PDF(Pubmed)
Abstract:
Protein seldom performs biological activities in isolation. Understanding the protein-protein interactions\' physical rewiring in response to pathological conditions or pathogen infection can help advance our comprehension of disease etiology, progression, and pathogenesis, which allow us to explore the alternate route to control the regulation of key target interactions, timely and effectively. Nonalcoholic steatohepatitis (NASH) is now a global public health problem exacerbated due to the lack of appropriate treatments. The most advanced anti-NASH lead compound (selonsertib) is withdrawn, though it is able to inhibit its target Apoptosis signal-regulating kinase 1 (ASK1) completely, indicating the necessity to explore alternate routes rather than complete inhibition.
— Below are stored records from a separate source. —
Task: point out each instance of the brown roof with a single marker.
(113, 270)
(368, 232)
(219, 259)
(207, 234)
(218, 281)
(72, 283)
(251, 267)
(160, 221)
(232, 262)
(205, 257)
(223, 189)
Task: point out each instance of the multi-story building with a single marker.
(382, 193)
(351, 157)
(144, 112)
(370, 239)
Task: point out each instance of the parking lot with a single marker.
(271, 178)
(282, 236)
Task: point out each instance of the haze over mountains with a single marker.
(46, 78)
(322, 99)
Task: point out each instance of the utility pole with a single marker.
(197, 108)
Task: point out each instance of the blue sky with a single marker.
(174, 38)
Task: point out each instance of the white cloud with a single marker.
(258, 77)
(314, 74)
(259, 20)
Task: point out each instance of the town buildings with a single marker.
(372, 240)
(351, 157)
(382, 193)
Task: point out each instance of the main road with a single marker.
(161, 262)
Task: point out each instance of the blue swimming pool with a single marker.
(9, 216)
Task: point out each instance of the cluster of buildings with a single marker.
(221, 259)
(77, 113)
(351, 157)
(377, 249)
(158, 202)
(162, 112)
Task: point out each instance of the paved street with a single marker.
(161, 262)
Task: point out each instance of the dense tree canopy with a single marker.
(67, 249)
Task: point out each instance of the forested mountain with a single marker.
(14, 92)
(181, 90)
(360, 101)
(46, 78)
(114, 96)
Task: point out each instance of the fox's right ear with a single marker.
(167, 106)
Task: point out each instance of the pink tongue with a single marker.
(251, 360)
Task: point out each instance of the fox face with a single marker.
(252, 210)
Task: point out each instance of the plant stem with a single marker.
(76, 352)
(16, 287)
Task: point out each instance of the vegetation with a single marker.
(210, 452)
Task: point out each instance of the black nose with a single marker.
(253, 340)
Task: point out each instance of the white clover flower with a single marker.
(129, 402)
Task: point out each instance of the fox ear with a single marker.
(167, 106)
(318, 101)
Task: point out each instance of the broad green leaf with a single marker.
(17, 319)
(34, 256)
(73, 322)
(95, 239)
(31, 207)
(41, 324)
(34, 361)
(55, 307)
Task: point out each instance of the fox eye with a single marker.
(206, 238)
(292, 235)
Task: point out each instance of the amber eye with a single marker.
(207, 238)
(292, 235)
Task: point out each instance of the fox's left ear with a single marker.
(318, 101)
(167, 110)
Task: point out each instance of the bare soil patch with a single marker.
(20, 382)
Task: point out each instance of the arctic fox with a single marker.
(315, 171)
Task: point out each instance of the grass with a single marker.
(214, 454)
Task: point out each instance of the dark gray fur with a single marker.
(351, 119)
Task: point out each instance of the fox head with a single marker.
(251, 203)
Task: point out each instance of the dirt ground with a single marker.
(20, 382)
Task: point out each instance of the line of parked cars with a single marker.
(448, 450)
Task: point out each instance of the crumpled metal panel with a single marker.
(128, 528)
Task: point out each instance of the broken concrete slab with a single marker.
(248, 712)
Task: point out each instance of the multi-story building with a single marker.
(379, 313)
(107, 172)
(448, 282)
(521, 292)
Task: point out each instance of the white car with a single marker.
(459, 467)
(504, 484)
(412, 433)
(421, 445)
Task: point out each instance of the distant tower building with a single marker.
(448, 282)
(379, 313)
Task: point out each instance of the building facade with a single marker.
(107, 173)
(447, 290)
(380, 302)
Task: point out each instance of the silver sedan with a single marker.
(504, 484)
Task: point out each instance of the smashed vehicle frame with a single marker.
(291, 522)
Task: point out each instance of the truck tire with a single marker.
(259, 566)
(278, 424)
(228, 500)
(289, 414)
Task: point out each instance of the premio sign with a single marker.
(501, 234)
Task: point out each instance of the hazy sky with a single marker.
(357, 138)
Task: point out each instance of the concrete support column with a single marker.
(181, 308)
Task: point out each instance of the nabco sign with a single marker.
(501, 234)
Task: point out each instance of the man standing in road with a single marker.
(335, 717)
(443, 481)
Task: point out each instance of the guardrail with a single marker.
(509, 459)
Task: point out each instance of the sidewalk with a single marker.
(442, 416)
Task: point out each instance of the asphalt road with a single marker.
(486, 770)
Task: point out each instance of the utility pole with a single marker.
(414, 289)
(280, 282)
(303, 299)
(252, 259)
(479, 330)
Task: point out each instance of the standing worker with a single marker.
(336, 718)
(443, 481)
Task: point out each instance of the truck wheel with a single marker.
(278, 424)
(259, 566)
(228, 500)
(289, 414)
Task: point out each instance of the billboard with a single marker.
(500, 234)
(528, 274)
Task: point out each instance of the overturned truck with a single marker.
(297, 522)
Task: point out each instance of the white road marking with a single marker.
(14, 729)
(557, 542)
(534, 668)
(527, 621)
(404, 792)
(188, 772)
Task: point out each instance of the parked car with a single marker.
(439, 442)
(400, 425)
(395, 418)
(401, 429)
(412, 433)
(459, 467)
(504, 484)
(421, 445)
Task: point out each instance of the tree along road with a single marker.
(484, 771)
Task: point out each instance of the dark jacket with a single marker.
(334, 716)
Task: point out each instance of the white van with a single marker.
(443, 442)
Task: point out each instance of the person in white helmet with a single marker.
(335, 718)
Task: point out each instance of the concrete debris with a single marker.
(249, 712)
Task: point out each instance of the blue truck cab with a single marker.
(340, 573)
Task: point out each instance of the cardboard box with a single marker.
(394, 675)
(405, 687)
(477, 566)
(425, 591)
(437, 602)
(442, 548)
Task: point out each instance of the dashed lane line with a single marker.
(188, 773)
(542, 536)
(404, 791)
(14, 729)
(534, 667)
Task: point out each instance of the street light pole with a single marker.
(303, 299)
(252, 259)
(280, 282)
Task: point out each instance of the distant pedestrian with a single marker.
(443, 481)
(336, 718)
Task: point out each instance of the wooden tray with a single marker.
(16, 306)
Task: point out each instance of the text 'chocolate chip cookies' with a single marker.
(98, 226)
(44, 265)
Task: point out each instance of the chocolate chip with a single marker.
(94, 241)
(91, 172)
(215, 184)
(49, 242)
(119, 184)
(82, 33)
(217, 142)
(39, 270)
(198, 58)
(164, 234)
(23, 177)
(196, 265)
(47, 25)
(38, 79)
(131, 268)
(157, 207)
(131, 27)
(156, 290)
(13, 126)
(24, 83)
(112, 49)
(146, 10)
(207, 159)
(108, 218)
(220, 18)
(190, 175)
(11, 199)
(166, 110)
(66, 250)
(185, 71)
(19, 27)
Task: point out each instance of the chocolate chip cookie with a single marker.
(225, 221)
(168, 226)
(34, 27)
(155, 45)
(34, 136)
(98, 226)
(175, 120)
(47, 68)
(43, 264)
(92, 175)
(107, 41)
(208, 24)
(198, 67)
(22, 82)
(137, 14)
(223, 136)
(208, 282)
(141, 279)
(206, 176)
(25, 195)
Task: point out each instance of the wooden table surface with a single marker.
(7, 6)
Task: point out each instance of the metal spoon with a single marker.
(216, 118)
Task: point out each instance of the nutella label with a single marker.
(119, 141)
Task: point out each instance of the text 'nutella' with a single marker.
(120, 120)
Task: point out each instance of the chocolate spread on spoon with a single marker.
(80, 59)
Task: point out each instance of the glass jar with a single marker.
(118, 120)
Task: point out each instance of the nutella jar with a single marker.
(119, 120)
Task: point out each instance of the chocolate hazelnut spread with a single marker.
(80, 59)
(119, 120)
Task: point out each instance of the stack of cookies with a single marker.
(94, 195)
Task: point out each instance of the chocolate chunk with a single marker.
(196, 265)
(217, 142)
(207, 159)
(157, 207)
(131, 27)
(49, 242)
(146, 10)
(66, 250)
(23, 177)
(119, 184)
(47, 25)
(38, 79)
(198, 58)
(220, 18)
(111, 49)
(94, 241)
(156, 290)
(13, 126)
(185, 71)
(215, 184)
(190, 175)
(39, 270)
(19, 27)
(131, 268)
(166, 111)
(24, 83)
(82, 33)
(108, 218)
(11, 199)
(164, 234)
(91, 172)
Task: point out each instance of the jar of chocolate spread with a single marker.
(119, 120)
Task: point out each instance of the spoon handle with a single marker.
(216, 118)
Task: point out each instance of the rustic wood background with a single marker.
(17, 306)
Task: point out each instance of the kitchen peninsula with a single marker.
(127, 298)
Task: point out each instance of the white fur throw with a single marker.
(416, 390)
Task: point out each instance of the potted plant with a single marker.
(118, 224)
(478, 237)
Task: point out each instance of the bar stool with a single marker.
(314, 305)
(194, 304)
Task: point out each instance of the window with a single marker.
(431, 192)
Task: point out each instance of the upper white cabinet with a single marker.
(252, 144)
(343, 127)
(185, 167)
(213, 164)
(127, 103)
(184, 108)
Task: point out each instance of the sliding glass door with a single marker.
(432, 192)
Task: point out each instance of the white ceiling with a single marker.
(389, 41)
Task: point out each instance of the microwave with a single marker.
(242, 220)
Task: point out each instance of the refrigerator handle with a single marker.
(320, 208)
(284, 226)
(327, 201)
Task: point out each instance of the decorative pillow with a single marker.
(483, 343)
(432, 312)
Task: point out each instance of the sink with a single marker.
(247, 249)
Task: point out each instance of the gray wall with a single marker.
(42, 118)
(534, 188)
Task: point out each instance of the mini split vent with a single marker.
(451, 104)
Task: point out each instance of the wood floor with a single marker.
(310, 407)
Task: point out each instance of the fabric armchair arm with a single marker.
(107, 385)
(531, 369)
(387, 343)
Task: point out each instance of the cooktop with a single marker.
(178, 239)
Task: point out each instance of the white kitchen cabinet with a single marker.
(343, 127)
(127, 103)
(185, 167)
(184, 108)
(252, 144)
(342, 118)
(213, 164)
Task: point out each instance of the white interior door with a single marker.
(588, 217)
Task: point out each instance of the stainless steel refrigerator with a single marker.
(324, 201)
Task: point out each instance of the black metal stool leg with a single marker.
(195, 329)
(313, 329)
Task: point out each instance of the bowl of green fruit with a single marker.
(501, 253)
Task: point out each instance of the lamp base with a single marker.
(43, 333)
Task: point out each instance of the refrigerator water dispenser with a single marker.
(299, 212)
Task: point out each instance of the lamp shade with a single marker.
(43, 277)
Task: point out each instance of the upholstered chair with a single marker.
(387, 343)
Understanding the interaction fingerprints of endogenous regulators at the molecular level that underpin disease formation and progression may spur the rationale of designing therapeutic strategies. Based on our analysis and thorough literature survey of the various key regulators and PTMs, the current review emphasizes PPI-based drug discovery\'s relevance for NASH conditions. The lack of structural detail (interface sites) of ASK1 and its regulators makes it challenging to characterize the PPI interfaces. This review summarizes key regulators interaction fingerprinting of ASK1, which can be explored further to restore the homeostasis from its hyperactive states for therapeutics intervention against NASH.
摘要:
蛋白质很少单独进行生物活性。了解蛋白质-蛋白质相互作用对病理状况或病原体感染的物理重新连接有助于提高我们对疾病病因的理解。programming,和发病机制,这使我们能够探索控制关键目标相互作用调节的替代途径,及时有效。由于缺乏适当的治疗方法,非酒精性脂肪性肝炎(NASH)现在是一个全球性的公共卫生问题。最先进的抗NASH先导化合物(selonsertib)被撤回,尽管它能够完全抑制其靶标凋亡信号调节激酶1(ASK1),表明有必要探索替代路线,而不是完全抑制。在分子水平上了解内源性调节因子的相互作用指纹,这些指纹是疾病形成和进展的基础,可能会激发设计治疗策略的理论基础。根据我们对各种关键监管机构和PTM的分析和深入的文献调查,当前的审查强调了基于PPI的药物发现与NASH条件的相关性。缺乏ASK1及其调节器的结构细节(接口位点)使得表征PPI接口具有挑战性。这篇综述总结了ASK1的关键调节因子相互作用指纹图谱,可以进一步探索从其过度活跃状态恢复体内平衡,以治疗NASH。